The American neoclassical composers wrote music of sanity and logic and civility, music that is modern yet built on tradition. Their music is timeless and universal. Listening to it, one is transported to a bygone era in American culture, and indeed in the culture of the West…

pistonThe tyranny of fashion weighs heavily on the classical music world—especially so when it comes to American music. Only a small fraction of the American concert repertoire is regularly performed—mainly a handful of popular classics by Aaron Copland, George Gershwin and Samuel Barber—and many treasures have sunk into neglect. Thus, author R. James Tobin knew that he was doing pioneering work when in 2014 he wrote his book Neoclassical Music in America: Voices of Clarity and Restraint. The book attempts to revive interest in a group of American composers—generally called neoclassicists—which were highly regarded and frequently performed in the mid-twentieth century but have since fallen into eclipse. I am a lifelong lover of classical music and had long enjoyed the neoclassical style in twentieth-century music (more on that shortly), but I was not even aware that there was an “American neoclassical school” until I came across Mr. Tobin’s book—an indication of how far these composers’ star has fallen.

The disappearance of this group of composers from performance and discussion is regrettable, since their music puts the lie to the common misconception that twentieth-century music is all forbidding and cacophonous. The American neoclassicists wrote music of high craft that engages the intellect as well as the emotions and binds together tradition with innovation. In doing so, they added a unique brand of elegance and intellectual sophistication to American artistic culture, as well as a distinctive American contribution to Western music.
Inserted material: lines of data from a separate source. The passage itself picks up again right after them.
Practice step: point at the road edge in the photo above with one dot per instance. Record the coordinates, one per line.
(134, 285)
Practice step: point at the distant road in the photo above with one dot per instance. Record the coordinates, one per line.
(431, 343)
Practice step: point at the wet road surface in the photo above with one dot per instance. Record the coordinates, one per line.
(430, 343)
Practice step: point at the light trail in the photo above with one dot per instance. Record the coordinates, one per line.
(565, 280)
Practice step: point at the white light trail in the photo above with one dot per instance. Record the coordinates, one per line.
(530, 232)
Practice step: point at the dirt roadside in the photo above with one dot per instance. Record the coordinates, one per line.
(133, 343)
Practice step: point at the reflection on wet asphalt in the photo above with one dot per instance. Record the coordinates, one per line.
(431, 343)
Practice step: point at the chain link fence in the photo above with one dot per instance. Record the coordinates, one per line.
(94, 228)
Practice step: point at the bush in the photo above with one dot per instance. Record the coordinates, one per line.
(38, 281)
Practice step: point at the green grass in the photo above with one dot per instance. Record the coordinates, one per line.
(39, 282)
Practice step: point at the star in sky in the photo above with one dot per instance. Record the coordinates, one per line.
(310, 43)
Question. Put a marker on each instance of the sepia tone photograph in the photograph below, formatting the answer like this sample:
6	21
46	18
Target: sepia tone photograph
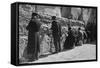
50	33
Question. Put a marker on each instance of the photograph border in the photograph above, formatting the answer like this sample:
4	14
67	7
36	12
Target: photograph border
46	4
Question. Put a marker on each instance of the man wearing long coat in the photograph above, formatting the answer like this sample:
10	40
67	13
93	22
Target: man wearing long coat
33	46
56	32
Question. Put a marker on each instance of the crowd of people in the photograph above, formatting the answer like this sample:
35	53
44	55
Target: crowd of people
33	47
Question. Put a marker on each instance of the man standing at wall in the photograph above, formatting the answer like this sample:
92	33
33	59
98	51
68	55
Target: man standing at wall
56	32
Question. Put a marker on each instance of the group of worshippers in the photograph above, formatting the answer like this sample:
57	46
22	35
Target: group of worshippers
33	46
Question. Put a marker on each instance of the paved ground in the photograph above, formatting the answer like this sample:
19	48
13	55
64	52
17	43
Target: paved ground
84	52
Neoclassicism, in European music, arose after World War I as a reaction against the bombast and emotional excess of late Romanticism as well as the chaotic experimentation of the early years of the twentieth century. Igor Stravinsky in France, Paul Hindemith in Germany, and their followers sought to return to the aesthetic precepts and thematic procedures of the pre-Romantic past—to build a new music upon the music of the “classic” eighteenth century. In contrast to Arnold Schoenberg’s atonal school, neoclassicists did not reject tonality; instead they updated and expanded it. Such Stravinsky works as Pulcinella and the Octet for Winds defined the neoclassical sound: a crisply energetic rhythm, a dry wit, a cogent musical logic, and a crystaline transparency of scoring that often emphasized the wry timbre of of the winds.

The neoclassical watchwords were clarity, emotional restraint, and objectivity. This does not imply that neoclassical music was cold or emotionless; on the contrary, it could be deeply felt. But heart-on-sleeve emotion à la Tchaikovsky or Richard Strauss was not a part of this aesthetic. The neoclassical composition was an objective statement, not the composer’s “self-expression”; self-sufficient and self-contained, it said what it had to say in a compact manner with not a wasted note. Irony, humor and charm were important ingredients, as well as a craftsmanship that shaped the composition into a satisfying arc.
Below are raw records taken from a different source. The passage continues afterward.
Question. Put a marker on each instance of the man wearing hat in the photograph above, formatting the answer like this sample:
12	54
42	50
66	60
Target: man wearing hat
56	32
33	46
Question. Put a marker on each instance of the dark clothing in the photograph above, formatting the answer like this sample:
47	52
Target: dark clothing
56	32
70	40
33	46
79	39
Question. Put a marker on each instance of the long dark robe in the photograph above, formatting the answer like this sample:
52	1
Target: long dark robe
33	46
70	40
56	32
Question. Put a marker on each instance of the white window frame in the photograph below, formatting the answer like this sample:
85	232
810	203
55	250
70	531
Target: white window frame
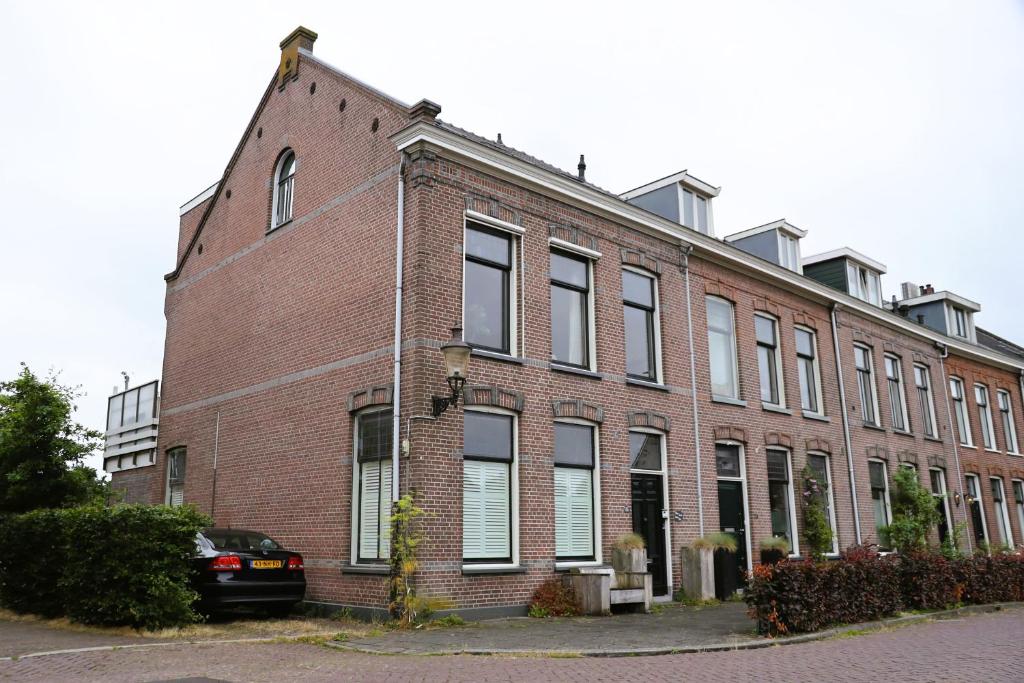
869	354
779	379
901	391
733	355
1005	402
1003	515
285	154
888	502
928	408
656	324
595	493
815	370
794	523
944	495
1019	506
832	499
971	476
356	494
965	437
788	253
985	417
664	472
515	235
591	332
513	495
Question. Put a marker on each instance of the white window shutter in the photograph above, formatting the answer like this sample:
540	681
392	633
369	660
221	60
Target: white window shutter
573	512
485	510
375	510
As Tobin explains in his book, neoclassicism traveled to the United States via a two-way street, with young American composers traveling to Europe to study—particularly with the great French teacher Nadia Boulanger—and with European neoclassicist composers such as Stravinsky and Hindemith taking up residence in the United States around the outbreak of World War II. Boulanger (1887-1979), was one of the greatest music pedagogues of the twentieth century. Her teaching emphasized the importance of craft and discipline in composing, a respect for the past, and a concern for organic unity in a musical work—what she called the grande ligne (“long line”). Her influence on American music—and in particular on the development of an American neoclassical style—was immense. She taught more than six hundred American musicians including Aaron Copland, Virgil Thomson, Roy Harris, and Walter Piston. While not all these composers were neoclassicists in the strict sense, all absorbed the Parisian aesthetic of refinement and rationality that Boulanger imparted.

Actually the Francophile trend in American music had begun earlier, at the turn of the century, when such American composers as Edward Burlingame Hill (1872-1960) flocked to Paris to absorb the Impressionist style of Debussy. (Before this time, it had been the German Romantics to whom American composers had looked for models.) Hill, who taught at Harvard and counted Walter Piston among his students, worked in the pastel shades of Impressionism for some time but lived long enough to adopt the sharper outlines of neoclassicism as well.

Harvard University and the Boston area became a haven for neoclassical music in the years around World War II, thanks to a confluence of factors. Stravinsky gave a series of lectures at Harvard in 1939-40 and Boulanger taught at the Longy School of Music during the war. Boulanger’s former pupil Walter Piston was professor of music at Harvard from 1926 to 1960, influencing generations of musicians. And Serge Koussevitsky, famed conductor of the Boston Symphony Orchestra during its heyday, fervently championed the music of the American neoclassicists—especially Piston’s.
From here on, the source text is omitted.